To finally build this docker container I’ll use
docker compose up --build
in a terminal prompt.
My dockerized App in Docker Desktop
The app in form of both containers is running. While the db-1
container is supposed to be running permanently as a regular local postgres db service, the scraper in the server-1
container finishes after completing a day’s scrape.
Accessing the containered postgres database with PGAdmin GUI locally
Testing different SQL queries to assess the data and check if the app is producing error free data records.

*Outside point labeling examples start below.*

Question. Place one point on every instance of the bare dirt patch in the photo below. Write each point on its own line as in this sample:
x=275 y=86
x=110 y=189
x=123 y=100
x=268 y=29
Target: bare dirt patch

Modeled barter market data in a Power BI Dashboard analyzing data series over time
The data queries in this Power BI model are implemented as Direct Queries in order to avoid redundant data storage. This relates to the designated requirement of the database being available anytime and ensures always current data being displayed. The Dashboard’s main purpose is to follow up on how demand vs. supply time series data evolves and their ratio to assess market situation at one glance.